Amy Merkel on WTOL news setIf you’ve got kids in college, we’ve got some information on a way to save some money. It has to do with something called the “American Opportunity Tax Credit.” But, there are some things about this credit than can get a little tricky…

Gilmore Jasion Mahler CPA Amy Merkel appeared on WTOL this week with some good information for students and parents.

What is the American Opportunity Tax Credit?
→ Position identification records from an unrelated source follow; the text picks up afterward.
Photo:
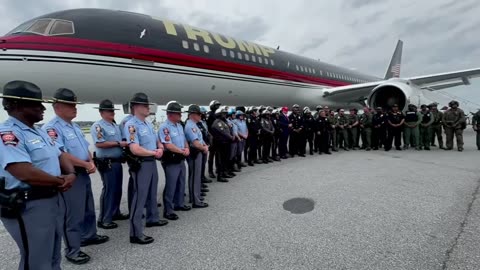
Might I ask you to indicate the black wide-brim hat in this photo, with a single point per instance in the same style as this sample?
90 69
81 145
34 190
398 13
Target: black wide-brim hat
140 98
107 105
194 109
64 95
24 91
174 107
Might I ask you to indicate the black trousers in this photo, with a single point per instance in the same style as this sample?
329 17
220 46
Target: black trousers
222 157
394 133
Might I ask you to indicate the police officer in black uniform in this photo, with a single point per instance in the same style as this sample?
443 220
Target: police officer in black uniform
379 132
214 105
296 130
309 123
222 139
395 122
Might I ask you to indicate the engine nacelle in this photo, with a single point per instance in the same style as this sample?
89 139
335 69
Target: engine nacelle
395 91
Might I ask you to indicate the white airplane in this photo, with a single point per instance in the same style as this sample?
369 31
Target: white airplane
112 54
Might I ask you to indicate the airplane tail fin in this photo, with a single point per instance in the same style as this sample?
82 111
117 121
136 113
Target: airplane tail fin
393 70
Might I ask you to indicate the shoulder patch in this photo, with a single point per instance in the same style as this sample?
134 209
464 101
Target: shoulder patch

The American Opportunity Tax credit can reduce your tax liability up to $2,500 per year, it is even partially refundable if you do not have any federal tax liability. This AOC is available if you or one of your dependents is a college student and meets the qualifications.  100% of the first $2,000 paid + 25% of the next $2,000 paid

Who qualifies?

  • Tuition was paid for yourself or one of your dependents
  • Student is at least a half-time student for one academic period in the tax year or the first 3 months of the following year
  • First four years of college
  • Cannot have claimed the Hope or American Opportunity Credit for more than 4 years
  • Modified AGI (basically AGI, line 22 from your tax return) must be less than $80,000 single/$160,000 for MFJ to get full credit

What expenses does it cover?

  • Tuition – generally the amount reported on form 1098-T by the educational institution
  • Books – do not have to be purchased from the institution
  • Supplies and equipment, though NOT a computer unless it is required for attendance
  • NOT room and board costs

What’s “tricky” about the tax credit?

Be careful with 529/qualified tuition program or education savings plan funds – no double benefit allowed; you can use the 529 funds to pay tuition and take advantage of the AOC at the same time, however some of the earnings of the 529 account may end up being taxable.

How do student loans factor in?   

Loans = tuition paid. If using the credit with a loan – remember, it is when the expenses are paid/NOT when you get the loan money or when you pay the loan back.

Who actually gets the credit?

You need to remember that the AOC follows the students’ exemption. It doesn’t matter who pays the tuition. What matters is who claims the student as a dependent. This credit follows the exemption…no matter who actually pays the tuition costs. (example: using grandparents and student payments) The student (if not yourself) must be claimed as a dependent on your tax return for you to claim the credit.

Need more information?

Look for IRS form 8863. You’ll need to file it with your tax return to claim the credit. Also IRS Publication 970 has some good info on the American Opportunity Tax Credit.. in easy to understand language.

Amy Merkel is a Tax Senior Manager at Gilmore Jasion Mahler. She works with clients across many industries.